Bestreitet alle Vorwürfe bezüglich Cyberbedrohungen und bezeichnet diese als politisch motivierte Erfindungen, um internationalen Druck zu rechtfertigen, während es den USA vorwirft, den Cyberspace zu militarisieren.

[Vereinigte Staaten und Verbündete (einschließlich Südkorea und Japan)]

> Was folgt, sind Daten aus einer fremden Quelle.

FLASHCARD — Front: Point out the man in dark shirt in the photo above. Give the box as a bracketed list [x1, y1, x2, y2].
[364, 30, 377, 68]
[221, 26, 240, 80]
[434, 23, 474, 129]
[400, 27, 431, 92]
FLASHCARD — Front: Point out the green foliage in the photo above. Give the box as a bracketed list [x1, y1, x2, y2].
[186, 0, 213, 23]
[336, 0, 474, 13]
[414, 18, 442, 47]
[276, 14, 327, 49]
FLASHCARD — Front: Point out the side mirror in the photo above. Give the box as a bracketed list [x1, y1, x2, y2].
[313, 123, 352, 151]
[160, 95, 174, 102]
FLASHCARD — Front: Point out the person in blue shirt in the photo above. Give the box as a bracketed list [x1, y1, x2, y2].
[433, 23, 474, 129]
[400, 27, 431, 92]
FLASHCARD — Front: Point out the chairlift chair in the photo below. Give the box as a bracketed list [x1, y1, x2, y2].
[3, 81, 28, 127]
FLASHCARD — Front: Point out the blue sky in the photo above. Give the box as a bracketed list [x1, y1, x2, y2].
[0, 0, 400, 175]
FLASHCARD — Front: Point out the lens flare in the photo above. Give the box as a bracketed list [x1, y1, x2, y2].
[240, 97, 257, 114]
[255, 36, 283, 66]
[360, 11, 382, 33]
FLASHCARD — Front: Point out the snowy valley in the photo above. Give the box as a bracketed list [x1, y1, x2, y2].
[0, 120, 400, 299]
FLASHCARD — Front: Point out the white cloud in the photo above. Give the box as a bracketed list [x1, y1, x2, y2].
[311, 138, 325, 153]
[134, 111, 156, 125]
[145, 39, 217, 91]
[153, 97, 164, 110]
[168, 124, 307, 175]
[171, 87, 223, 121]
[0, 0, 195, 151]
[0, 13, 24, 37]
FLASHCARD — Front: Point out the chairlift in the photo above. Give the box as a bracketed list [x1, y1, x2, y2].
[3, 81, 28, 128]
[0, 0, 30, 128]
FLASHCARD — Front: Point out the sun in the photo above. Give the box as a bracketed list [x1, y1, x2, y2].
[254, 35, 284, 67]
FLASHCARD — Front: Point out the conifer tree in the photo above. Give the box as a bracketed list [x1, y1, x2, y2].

Vertreten die Ansicht, dass Nordkorea weltweit hochqualifizierte IT-Arbeiter unter falschen Identitäten einsetzt, um Daten und Kryptowährungen zu stehlen und illegale Einnahmen für seine Atom- und Raketenprogramme zu generieren.

// Zitate

“Es ist unlogisch, dass die USA, die durch die Monopolisierung der Kernressourcen des Cyberspace die größte Cyber-Streitmacht der Welt besitzen und betreiben, von einer 'Cyber-Bedrohung' durch andere Länder sprechen.”

[Nicht genannter Sprecher des nordkoreanischen Außenministeriums] — Reaktion auf die gemeinsame Cybersicherheitswarnung der USA und ihrer Verbündeten.